Head's Up! These forums are read-only. All users and content have migrated. Please join us at community.neo4j.com.
05-11-2021 05:00 PM
In this episode of the GraphStuff.FM podcast, Lju Lazarevic and Will Lyon break down how the different pieces of the Neo4j Graph Data Platform fit together.
They discuss the individual components of the graph platform, how developers and data scientists can get started, and why the value delivered by the platform is greater than just the sum of the individual components.
In this episode, we are discussing the Neo4j graph data platform. To provide some context, we’re going to be covering:
Neo4j is fundamentally a graph database. Let’s start off by talking about why Neo4j was created, and how it’s evolved from those early days.
Neo4j was first created as an embedded Java database; this is where that “4j” in the name comes from. It has since evolved beyond that, so the “4j” Java aspect is no longer really relevant today, but is a nod to its history.
Neo4j was created to address some problems that the founders were having in building a Content Management System (CMS), specifically for some of the rights and metadata around the usage of photos. They found it very difficult to represent in a relational database because of all of the different connections and relationships, and the richness of the data. So that’s why Neo4j was first created.
The founders quickly realized that there were lots of other interesting use cases beyond just this embedded database in the CMS application. So Neo4j quickly evolved into a more generalized system. There was rapid uptake of Neo4j, where it was being used for generating personalized recommendations, as well as handling logistics and routing. It was also popular for dealing with the complex access patterns, inherent in things like identity and access management and fraud detection, where you’re interested in the connections between actors and a payment network.
Another example is Customer 360, where an enterprise wants to understand the different components and interactions that they’ve had with a customer throughout their journey with the organization. Also use cases like monitoring network operations — if you’re responsible for a data center, being able to understand all the connections from the hardware — what rack is a server deployed on, to the different interfaces, right down to the software applications deployed, and all associated dependencies.
These are some of the first core use cases where Neo4j really started to shine. Being able to understand the connections in your data, and why those connections are important to you, highlighted this idea of a “graph-shaped problem’’ (previous webinar video: Are you looking at a graph shaped problem?).
The real power of Neo4j is that not only can you examine those relationships, but you can do this on transactions, and apply it to real-time events as they’re happening. For example, somebody requests a new financial product. You want to be able to identify any potential fraud associated with the request. Being able to apply graph analytics on your existing data whilst incorporating new data coming in enables you to understand in real-time whether to approve or reject the request.
There are many different types of users working with the database: developers, administrators, data scientists, analysts, and so forth.
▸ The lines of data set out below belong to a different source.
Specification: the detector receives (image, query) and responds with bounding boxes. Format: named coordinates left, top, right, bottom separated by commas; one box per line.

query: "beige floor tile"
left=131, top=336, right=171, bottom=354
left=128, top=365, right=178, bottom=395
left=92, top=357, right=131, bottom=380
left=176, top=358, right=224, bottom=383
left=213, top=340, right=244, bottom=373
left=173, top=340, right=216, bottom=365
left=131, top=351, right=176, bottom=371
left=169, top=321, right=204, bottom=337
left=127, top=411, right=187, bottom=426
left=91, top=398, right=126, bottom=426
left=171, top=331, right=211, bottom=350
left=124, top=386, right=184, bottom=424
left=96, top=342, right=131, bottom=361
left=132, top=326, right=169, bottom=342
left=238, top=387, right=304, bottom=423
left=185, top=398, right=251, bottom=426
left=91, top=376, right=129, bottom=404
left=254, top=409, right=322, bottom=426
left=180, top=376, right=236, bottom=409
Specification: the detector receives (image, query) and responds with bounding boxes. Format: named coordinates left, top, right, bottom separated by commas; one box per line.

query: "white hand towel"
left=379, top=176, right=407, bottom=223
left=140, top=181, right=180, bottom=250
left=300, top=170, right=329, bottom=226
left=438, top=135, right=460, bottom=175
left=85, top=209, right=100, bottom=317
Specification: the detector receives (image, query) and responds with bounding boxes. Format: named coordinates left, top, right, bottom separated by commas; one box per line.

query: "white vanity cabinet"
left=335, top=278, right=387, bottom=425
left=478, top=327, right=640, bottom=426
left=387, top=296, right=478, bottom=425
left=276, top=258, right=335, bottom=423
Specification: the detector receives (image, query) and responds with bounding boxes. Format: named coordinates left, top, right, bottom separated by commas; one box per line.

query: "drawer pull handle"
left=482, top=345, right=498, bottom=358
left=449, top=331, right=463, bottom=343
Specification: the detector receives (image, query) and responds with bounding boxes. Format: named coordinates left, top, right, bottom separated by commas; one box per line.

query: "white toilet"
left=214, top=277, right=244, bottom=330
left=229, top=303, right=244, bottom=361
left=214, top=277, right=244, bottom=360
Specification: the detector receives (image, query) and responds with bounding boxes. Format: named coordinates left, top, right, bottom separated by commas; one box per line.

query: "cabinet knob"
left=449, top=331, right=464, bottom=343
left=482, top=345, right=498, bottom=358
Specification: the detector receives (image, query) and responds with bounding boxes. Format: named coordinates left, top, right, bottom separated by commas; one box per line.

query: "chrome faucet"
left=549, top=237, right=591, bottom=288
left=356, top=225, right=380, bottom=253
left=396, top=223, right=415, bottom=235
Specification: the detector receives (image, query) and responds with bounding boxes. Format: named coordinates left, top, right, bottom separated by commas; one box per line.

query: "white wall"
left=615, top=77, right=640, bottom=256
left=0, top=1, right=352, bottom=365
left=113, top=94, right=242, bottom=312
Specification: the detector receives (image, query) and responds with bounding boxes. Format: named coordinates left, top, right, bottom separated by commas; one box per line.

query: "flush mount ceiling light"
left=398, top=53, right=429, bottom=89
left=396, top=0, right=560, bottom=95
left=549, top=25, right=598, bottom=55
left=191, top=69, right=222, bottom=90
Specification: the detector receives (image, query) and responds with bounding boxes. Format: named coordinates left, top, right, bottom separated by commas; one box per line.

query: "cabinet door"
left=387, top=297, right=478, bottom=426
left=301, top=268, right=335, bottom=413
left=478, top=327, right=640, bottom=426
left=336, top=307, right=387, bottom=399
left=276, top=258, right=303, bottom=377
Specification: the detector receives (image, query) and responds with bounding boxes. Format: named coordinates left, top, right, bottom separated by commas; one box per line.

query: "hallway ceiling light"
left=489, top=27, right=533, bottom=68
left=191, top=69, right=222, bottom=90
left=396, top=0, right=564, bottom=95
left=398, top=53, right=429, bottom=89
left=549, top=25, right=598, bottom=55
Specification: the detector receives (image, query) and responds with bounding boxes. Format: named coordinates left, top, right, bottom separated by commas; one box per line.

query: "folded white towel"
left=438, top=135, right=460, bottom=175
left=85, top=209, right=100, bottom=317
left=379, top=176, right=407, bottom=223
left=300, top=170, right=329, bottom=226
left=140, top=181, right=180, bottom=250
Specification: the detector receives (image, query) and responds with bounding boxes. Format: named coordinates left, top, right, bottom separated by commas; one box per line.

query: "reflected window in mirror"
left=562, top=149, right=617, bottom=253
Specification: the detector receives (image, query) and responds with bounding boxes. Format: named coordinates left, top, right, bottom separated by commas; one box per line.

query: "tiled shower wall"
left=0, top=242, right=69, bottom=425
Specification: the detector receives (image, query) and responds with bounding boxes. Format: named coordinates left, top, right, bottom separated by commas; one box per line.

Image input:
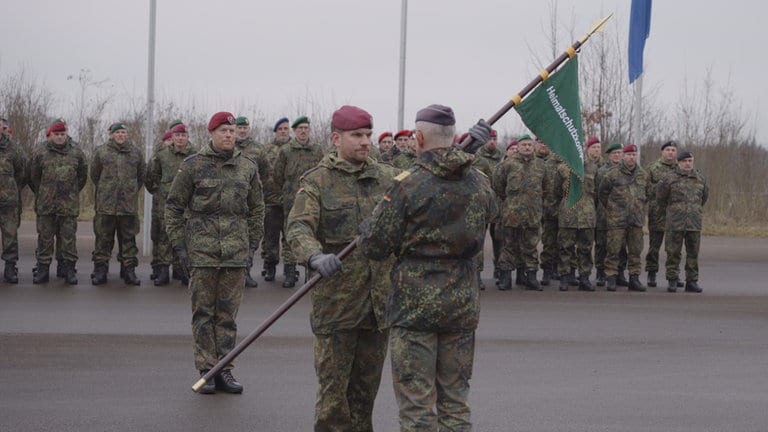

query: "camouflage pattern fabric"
left=35, top=214, right=77, bottom=264
left=91, top=139, right=146, bottom=216
left=189, top=267, right=245, bottom=371
left=165, top=144, right=264, bottom=267
left=389, top=327, right=475, bottom=432
left=314, top=329, right=389, bottom=432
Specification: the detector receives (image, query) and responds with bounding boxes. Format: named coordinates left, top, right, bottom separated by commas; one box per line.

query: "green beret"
left=291, top=116, right=309, bottom=129
left=109, top=122, right=126, bottom=133
left=605, top=143, right=623, bottom=154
When the ICIJ was looking at the Panama Papers, we saw this idea of many different users being involved — the idea of the citizen scientist going off and looking at the data, the technologists building the solution, and the journalists getting involved using their domain knowledge to research people of interest.
Another fun thing about working with Neo4j and exploring some data is the flexibility you have with the data model. You still need to think about how your data elements are related to each other, but it doesn’t have to be perfect. You don’t have to declare your schema intentions ahead of loading data, which allows you to get your data in as quickly as possible and then test that hypothesis straight away.
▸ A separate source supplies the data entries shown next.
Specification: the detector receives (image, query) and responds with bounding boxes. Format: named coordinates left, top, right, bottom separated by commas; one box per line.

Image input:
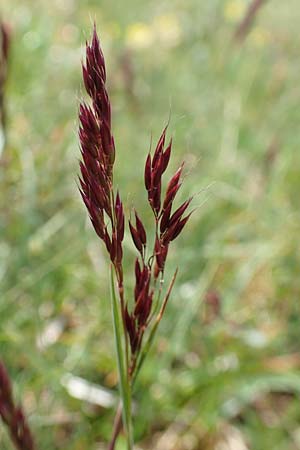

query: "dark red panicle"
left=79, top=29, right=192, bottom=362
left=144, top=127, right=192, bottom=278
left=0, top=361, right=35, bottom=450
left=79, top=28, right=124, bottom=271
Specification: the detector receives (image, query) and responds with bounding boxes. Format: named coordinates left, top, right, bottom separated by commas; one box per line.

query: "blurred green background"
left=0, top=0, right=300, bottom=450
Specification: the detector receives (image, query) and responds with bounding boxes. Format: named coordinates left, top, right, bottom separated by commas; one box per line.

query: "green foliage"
left=0, top=0, right=300, bottom=450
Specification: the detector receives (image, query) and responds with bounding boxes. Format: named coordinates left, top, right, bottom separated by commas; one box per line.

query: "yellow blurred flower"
left=249, top=26, right=271, bottom=47
left=153, top=14, right=182, bottom=47
left=125, top=22, right=155, bottom=50
left=224, top=0, right=247, bottom=22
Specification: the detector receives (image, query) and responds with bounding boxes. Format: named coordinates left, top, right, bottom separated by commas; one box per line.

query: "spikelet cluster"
left=79, top=24, right=192, bottom=360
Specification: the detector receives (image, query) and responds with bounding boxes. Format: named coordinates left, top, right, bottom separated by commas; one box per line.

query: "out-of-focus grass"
left=0, top=0, right=300, bottom=450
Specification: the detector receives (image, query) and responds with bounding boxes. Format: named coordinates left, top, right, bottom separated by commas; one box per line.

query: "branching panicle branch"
left=79, top=28, right=192, bottom=450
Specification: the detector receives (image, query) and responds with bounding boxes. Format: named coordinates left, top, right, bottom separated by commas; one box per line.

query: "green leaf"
left=110, top=267, right=133, bottom=450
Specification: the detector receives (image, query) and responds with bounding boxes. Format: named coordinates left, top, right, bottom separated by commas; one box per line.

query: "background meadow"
left=0, top=0, right=300, bottom=450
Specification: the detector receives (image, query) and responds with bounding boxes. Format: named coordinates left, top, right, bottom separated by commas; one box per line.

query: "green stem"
left=110, top=267, right=133, bottom=450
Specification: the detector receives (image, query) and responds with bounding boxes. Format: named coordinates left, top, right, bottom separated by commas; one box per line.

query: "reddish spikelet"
left=129, top=211, right=147, bottom=257
left=0, top=361, right=35, bottom=450
left=144, top=127, right=192, bottom=278
left=79, top=28, right=124, bottom=274
left=79, top=29, right=192, bottom=408
left=144, top=127, right=172, bottom=216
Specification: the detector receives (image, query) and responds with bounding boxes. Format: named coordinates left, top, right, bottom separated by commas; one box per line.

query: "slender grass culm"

So from a proof of concept perspective, the graph database model allows us to test ideas out rapidly and iterate at pace.
It’s also important to understand the context of larger trends going on in the developer and data science ecosystem as well. For example, realizing that we live now in a cloud-first world. Developers have expectations around tooling and ease of use and what they can accomplish within a certain amount of time.
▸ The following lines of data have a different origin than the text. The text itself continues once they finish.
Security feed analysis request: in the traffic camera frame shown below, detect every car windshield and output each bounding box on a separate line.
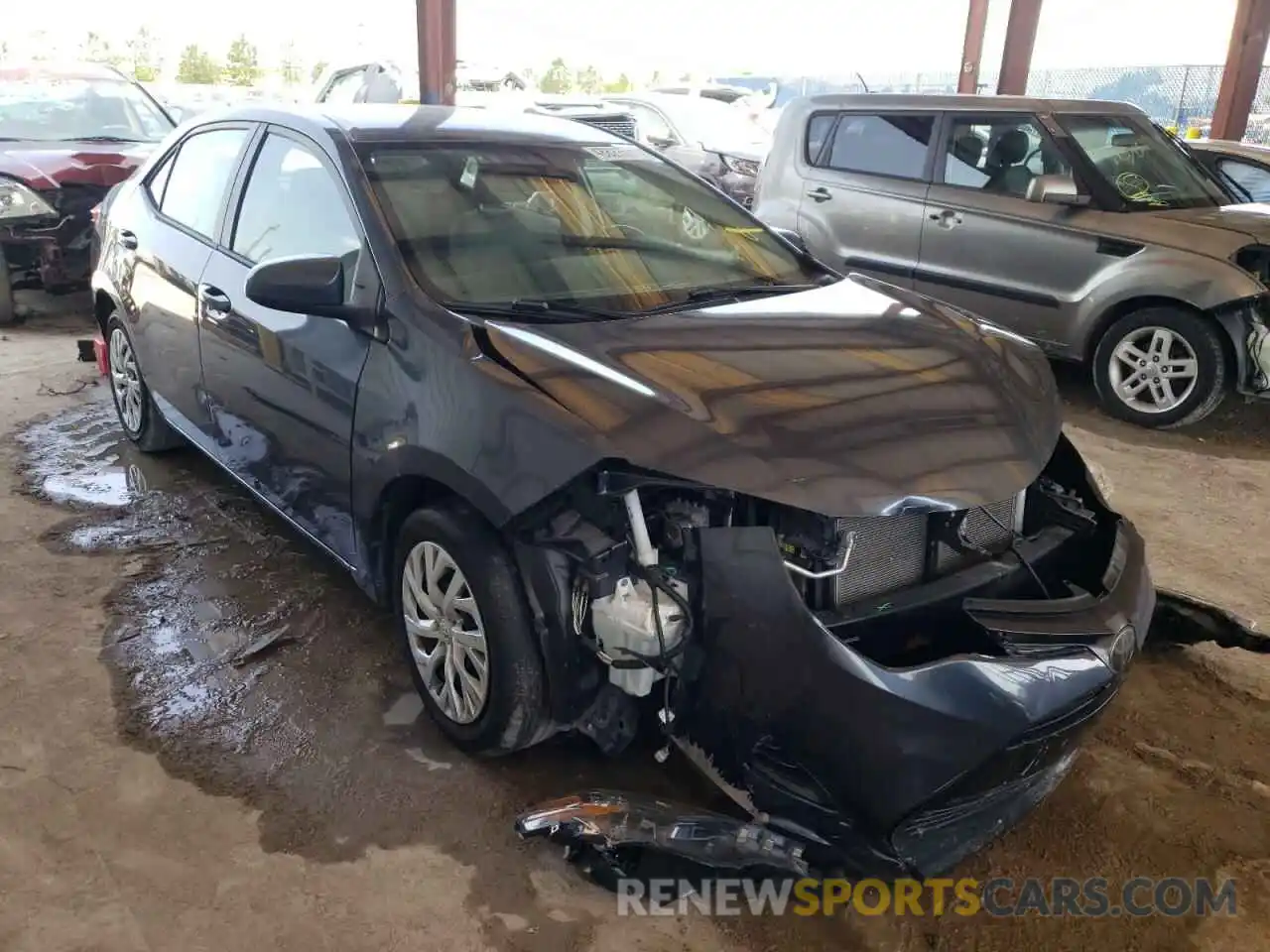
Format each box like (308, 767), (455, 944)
(663, 95), (767, 147)
(1058, 115), (1226, 210)
(0, 75), (173, 142)
(361, 142), (828, 316)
As a developer, when I’m using a new tool, I have greater expectations for what I can accomplish in that first hour, and that first week, by using the tool. Nowadays, I expect to be able to build and deploy an application within just a couple of days of the first contact with a new technology. So we want to be able to address those emerging trends and really enable developers and data scientists to be more productive.
So let’s look at the graph database platform. At the core is the Neo4j graph database, and surrounding it are some of the tooling, use cases, and audiences.
First, let’s have a look at how graph databases, and specifically Neo4j, are different from other databases such as relational, document, and so forth. One of the core differences, and advantages, of Neo4j is the property graph data model. All of the contact points are graph-based: the thinking, the modeling, the querying, and the storying. A graph database consists of entities called nodes, and the connections that join them together are called relationships. Importantly, the relationships are first-class citizen of the data model, and this is represented in how we store and query them in the database.
So speaking of storing and querying, we use a query language called Cypher to work with Neo4j. If you’re familiar with relational databases and SQL, you can think of Cypher as SQL for graphs, focused on pattern matching. It is a declarative query language that features ASCII art patterns. As Neo4j is optimized for traversing the graph, the query reflects this traveling from node to node by following relationships. You’ll often see queries describing patterns traversing many relationships, maybe 10–12 or even unspecified variable-length patterns. Neo4j does this through a concept called index-free adjacency. When moving from one node to the next, rather than doing an index lookup operation to do that traversal, the database will look up the pointer for the next hop, which computers are very good at.
The implication of this is that performance of traversals are not dependent on the overall size of the data. A local graph traversal going from one node following a chain of relationships is not dependent on the overall size of the graph, be it small or very large. Now, Compare this concept to a relational database, where the equivalent would be table joins. Indexes are used to see where two tables overlap to join them. This index-backed operation performance is based on the size of these two tables. As the tables grow, the performance is going to be impacted.
You’ll often hear the term “graph native,” and this is fundamentally what it means. It’s about optimizing all the way through the stack from the data model to the query language, and then exploring how that data is stored on disk and how the database processes it is optimized for graph and graph workload. So that’s what graph native means when you hear that term. The Neo4j database is also very extensible. You have the ability to write user-defined procedures, functions, and plugins to define a custom logic beyond Cypher. This also forms the basis for other interesting components within the graph platform, which we will cover later.
We’ve briefly covered the Neo4j database, how it works, and the differences between it and more traditional databases. The next question is: how do we get the database up and running? How do we interact with it?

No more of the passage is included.